VP: I went to Japan for the first time probably about 10 years ago for British Elle. I always wanted to go there and always loved Japanese things. When I was a little kid in New York, we would go down to the grocery stores in Chinatown, and they have all these Japanese stickers and toys and Hello Kitty. I fell in love with that world through all the characters and stuff that you can collect. And then I got really into Japanese music magazines and would always go to the Japan bookstore and spend a ludicrous amount of my babysitting money. I love their take on British and American pop culture mixed with Japanese culture; the sort of misunderstanding of cultures that all stirs around in a big pot and comes out with something amazing, like Babydoll Goth. All those combinations that you don’t quite understand, but they’re so weird and cool.

SL: Do you go to Tokyo mostly?

VP: Yes. I’m going in October and am hoping to go to Osaka, to a bookstore there which is one of the first to stock my published books. Jason and I have gone to Tokyo for the past few years, and we’ve made so many friends, seen so many cool, weird things and just had the best time. The people are so much fun. They drink so much and do so much karaoke. Everything is open all night long. It’s nuts, beautiful and weird. It’s like going to another planet and still being on earth. They also really like my books there, so it’s exciting. I get treated like a rock star and come crashing back down to earth afterwards.

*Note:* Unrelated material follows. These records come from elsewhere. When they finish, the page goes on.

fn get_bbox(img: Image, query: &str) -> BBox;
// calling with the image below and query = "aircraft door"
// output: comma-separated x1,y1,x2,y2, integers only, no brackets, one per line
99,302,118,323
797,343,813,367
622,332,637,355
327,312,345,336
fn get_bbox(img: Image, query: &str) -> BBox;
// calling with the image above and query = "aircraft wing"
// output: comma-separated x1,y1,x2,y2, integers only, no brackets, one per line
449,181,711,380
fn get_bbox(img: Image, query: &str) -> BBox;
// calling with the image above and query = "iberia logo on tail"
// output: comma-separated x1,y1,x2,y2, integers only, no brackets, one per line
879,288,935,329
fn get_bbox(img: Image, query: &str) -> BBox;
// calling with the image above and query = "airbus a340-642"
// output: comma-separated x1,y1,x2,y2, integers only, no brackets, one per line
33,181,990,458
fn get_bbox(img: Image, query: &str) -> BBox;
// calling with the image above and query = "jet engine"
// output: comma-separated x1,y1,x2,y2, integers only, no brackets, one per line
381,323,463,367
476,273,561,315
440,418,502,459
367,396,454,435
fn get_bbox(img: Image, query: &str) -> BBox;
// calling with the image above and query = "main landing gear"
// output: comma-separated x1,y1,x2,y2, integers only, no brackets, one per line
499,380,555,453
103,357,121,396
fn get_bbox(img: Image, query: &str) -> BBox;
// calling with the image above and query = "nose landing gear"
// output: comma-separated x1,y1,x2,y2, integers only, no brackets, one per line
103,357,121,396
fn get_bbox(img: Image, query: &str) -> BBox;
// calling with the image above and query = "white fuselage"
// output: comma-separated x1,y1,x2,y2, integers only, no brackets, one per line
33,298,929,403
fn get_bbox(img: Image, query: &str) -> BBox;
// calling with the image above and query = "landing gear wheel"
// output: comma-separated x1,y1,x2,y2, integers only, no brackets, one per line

SL: Where do you want to travel next?

VP: I know this is kind of a weird thing to say, but I’m not in love with traveling because I traveled so much for so many years doing my commercial career. I feel like I want to be somewhere where I can just concentrate on making work for a while, not necessarily jumping on planes and being all over the place. I need a base where I can wake up in the morning with the headspace and clarity, and go to bed in the same bed every night. LA, Tokyo, New York, London is kind of my route. And Colorado, where my sister lives. That’s sort of limited, but it’s what I like at the moment.

SL: Is there anywhere you think you would find good subjects?

VP: It would be fun to go to Siberia. It’s so massive that I wouldn’t know where to start, but I think that would be really interesting. I like when faces are a mix of different cultures, almost borderless-looking. A lot of my girls have that, even if they’re British or American—a weird look that is slightly ethereal and otherworldly. You can’t necessarily tell where they came from.